Antibodies and Superantibodies in Chronic Rhinosinusitis with Nasal Polyps

Article in Press
Abstract
Background
Chronic rhinosinusitis with nasal polyps (CRSwNP) is associated with local immunoglobulin hyperproduction and the presence of IgE antibodies against Staphylococcus aureus enterotoxins (SAEs). Aspirin-exacerbated respiratory disease (AERD) is a severe form of CRSwNP in which nearly all patients express anti-SAEs.

Objectives
We aimed to understand antibodies reactive to SAEs and determine whether they recognize SAEs through their complementarity-determining regions (CDRs) or framework regions (FRs).
Methods
Labeled Staphylococcal enterotoxin A (SEA), SED and SEE were used to isolate single SAE-specific B cells from the nasal polyps of three AERD patients by FACS. Recombinant antibodies with “matched” heavy- and light-chains were cloned as IgG1, and those of high-affinity for specific SAEs, assayed by ELISA and surface plasmon resonance (SPR), were re-cloned as IgE and Fab.
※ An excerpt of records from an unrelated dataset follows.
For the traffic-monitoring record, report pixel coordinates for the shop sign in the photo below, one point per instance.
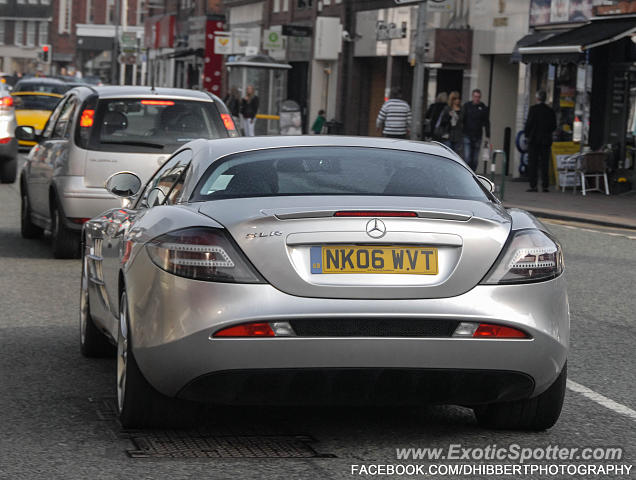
(272, 40)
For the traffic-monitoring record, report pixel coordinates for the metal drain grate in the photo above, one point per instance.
(184, 444)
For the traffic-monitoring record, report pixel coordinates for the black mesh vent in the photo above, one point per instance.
(373, 327)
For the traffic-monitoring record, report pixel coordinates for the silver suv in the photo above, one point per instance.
(95, 132)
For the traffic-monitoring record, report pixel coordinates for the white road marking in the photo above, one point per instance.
(602, 400)
(564, 224)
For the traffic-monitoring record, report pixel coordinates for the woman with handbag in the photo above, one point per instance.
(449, 127)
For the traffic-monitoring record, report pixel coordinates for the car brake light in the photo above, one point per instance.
(86, 120)
(157, 102)
(228, 122)
(202, 254)
(530, 256)
(487, 330)
(364, 213)
(258, 329)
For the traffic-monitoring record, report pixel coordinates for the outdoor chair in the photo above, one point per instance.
(593, 165)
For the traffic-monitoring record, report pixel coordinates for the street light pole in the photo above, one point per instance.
(418, 94)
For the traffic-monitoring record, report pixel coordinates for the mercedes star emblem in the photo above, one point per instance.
(376, 228)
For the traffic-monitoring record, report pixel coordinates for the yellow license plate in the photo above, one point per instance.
(374, 259)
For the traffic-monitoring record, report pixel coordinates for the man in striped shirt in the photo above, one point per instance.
(394, 118)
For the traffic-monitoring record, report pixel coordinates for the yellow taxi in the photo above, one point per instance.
(34, 109)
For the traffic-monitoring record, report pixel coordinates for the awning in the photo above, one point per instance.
(531, 39)
(570, 46)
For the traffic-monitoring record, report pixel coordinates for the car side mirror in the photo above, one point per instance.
(155, 197)
(25, 133)
(489, 184)
(123, 184)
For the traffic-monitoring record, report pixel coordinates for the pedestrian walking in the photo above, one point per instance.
(475, 116)
(540, 125)
(394, 119)
(431, 117)
(249, 109)
(450, 128)
(319, 123)
(233, 103)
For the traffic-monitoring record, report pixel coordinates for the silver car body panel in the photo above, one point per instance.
(172, 319)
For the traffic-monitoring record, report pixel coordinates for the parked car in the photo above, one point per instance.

The activities of the IgEs were tested in basophil degranulation assays.
Results
Thirty-seven SAE-specific, IgG or IgA-expressing B cells were isolated and yielded six anti-SAE clones, two each for SEA, SED and SEE. Competition binding assays revealed that the anti-SEE antibodies recognize non-overlapping epitopes in SEE. Unexpectedly, each anti-SEE mediated SEE-induced basophil degranulation and IgG1 or Fab of each anti-SEE enhanced degranulation by the other anti-SEE.
Conclusions
SEE may activate basophils by simultaneously binding as antigens in the conventional manner to CDRs and as superantigens to FRs of anti-SEE IgE in anti-SEE IgE-FcεRI complexes. Anti-SEE IgG1s may enhance the activity of anti-SEE IgEs as conventional antibodies via CDRs or simultaneously as conventional antibodies and as “superantibodies” via CDRs and FRs to SEEs in SEE-anti-SEE IgE-FcεRI complexes (Figure 7).